Your mind was preoccupied with the pain, and then you were able to settle, and then you get into this more flow state, this more open space, and your mind disregards the pain after a certain point.
And it's kind of the same thing with healing.
If you're able to sit in the discomfort as much as you can tolerate it, like, say, if you have. Say, if someone says something really nasty to you and it triggers this angry and sad response and you start to go down this tunnel. Of.
Of course, they're right. I'm an awful person. And it's because my dad told me I was an awful, awful person. And here's all the evidence. Let me show you all the evidence of all the bad things I've ever done in my entire life since I was two years old.
So you can go down that spiral, or you can take that singular event and just sit in what it is in that moment. Okay? This person was really critical of me. I'm just going to sit here and be with it. I'm just going to sit here and be in presence with that awful thing.

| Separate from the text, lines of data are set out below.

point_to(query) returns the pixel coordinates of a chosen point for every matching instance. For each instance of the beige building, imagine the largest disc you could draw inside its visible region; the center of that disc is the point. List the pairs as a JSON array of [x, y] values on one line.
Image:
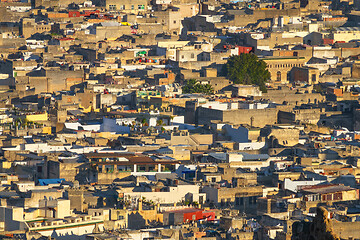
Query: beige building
[[280, 67]]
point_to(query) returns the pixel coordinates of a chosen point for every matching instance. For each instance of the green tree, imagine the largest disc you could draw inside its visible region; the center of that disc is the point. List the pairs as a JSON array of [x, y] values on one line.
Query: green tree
[[247, 69], [194, 86]]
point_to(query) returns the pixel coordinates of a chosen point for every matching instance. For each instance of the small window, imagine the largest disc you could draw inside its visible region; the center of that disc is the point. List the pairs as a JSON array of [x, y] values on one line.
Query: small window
[[112, 7]]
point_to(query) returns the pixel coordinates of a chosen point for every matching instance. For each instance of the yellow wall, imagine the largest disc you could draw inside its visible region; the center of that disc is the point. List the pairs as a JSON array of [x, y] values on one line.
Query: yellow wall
[[37, 117]]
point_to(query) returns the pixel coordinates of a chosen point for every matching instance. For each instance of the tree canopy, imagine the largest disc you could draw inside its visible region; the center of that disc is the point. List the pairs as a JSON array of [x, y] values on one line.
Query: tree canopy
[[247, 69], [194, 86]]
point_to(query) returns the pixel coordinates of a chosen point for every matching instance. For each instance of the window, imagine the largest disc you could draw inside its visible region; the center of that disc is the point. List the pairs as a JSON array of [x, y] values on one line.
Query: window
[[313, 78]]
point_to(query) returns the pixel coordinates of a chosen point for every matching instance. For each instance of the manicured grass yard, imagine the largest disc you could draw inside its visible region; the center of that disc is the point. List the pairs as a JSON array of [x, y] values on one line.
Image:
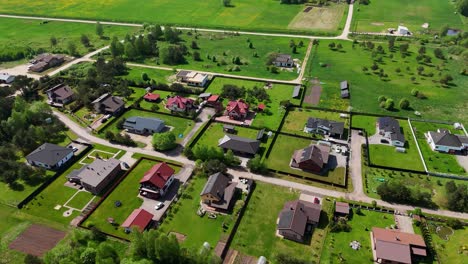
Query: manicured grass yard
[[273, 114], [280, 158], [337, 244], [126, 192], [436, 161], [181, 126], [386, 155], [184, 219], [380, 15]]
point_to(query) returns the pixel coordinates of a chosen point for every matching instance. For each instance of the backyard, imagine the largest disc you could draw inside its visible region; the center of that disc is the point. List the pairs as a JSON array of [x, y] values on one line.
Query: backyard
[[280, 158], [126, 192], [337, 244], [183, 219]]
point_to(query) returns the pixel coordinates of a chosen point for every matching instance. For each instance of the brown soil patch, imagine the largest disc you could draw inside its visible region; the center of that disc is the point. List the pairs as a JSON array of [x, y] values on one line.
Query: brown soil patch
[[37, 239]]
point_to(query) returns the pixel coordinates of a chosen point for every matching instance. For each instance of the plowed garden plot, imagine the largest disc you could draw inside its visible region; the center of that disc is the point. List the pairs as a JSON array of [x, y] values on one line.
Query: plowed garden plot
[[37, 239]]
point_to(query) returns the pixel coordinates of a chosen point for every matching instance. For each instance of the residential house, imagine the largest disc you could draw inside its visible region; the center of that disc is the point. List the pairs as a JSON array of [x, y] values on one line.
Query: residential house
[[390, 129], [151, 97], [312, 158], [283, 60], [157, 181], [6, 78], [60, 94], [295, 217], [324, 127], [394, 246], [45, 61], [139, 219], [49, 156], [239, 144], [192, 78], [143, 125], [180, 104], [218, 192], [237, 109], [108, 104], [98, 175], [444, 141]]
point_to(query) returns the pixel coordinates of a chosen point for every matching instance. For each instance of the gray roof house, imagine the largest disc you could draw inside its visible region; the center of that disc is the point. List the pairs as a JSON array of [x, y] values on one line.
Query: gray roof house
[[96, 176], [218, 191], [49, 156], [239, 144], [325, 127], [143, 125], [389, 128], [295, 217], [108, 104]]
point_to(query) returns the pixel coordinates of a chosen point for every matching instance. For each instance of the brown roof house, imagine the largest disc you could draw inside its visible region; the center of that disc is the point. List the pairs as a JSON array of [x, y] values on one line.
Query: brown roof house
[[394, 246], [60, 94], [218, 192], [96, 176], [108, 104], [312, 158], [295, 217]]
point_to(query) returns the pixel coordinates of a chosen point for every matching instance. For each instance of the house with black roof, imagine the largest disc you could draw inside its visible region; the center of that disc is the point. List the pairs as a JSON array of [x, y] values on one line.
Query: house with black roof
[[49, 156], [324, 127], [218, 192], [390, 129]]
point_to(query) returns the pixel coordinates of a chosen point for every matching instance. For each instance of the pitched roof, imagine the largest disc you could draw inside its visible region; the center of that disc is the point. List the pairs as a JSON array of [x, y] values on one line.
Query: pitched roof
[[142, 123], [49, 154], [139, 218], [158, 175], [240, 144]]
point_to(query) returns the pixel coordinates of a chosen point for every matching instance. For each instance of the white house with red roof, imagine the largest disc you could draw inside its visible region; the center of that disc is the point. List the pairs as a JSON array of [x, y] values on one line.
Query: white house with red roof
[[179, 104], [139, 218], [237, 109], [156, 181]]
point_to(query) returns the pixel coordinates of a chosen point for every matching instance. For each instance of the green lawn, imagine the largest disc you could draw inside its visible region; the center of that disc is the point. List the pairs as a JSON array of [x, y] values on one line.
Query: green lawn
[[126, 192], [243, 14], [36, 35], [271, 117], [256, 235], [184, 219], [337, 244], [441, 103], [281, 154], [385, 155], [436, 161], [380, 15], [181, 126]]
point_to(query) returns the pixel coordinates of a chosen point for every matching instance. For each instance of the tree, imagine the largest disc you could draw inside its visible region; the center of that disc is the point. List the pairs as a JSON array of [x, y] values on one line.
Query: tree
[[99, 29], [404, 104], [164, 141]]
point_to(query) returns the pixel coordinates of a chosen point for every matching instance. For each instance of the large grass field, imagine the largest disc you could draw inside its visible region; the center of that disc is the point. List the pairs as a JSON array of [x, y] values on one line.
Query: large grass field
[[242, 14], [337, 244], [36, 35], [280, 158], [271, 117], [380, 15], [184, 219], [256, 235], [385, 155], [437, 161], [441, 103], [127, 193]]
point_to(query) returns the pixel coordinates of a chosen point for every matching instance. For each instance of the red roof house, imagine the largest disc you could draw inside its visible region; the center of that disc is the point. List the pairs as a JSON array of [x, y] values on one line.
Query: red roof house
[[179, 104], [237, 109], [151, 97], [157, 180], [139, 218]]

And I'm just going to be the observer and notice what that criticism from another person outside of me is bringing up. And I'm just going to sit here and I'm just going to notice it. Almost like you're watching tv. Okay, how is this playing out? Let me see. And again, it takes a level of separation, a level of acceptance and I presence to be able and appetite like some people, it's just they get too activated and they can't do this. And it's fine. You can build up to this. This is something that you can build up to. But just to see and witness being the witness state of what's going on. Like what's going on for me right now. Hmm. How does this feel in my body? Oh. When Sean said that I'm an awful person, I felt it in my heart or I felt it in my stomach and it feels fiery. Okay. I wonder what that's about.
Oh, he reminded me of when my brother said that about me. Because I went into his room and I was searching in his room for something and he felt violated with privacy.
Okay. Again, it's that witness base. Being able to sit in presence with what comes up for you, identifying it and making friends with it.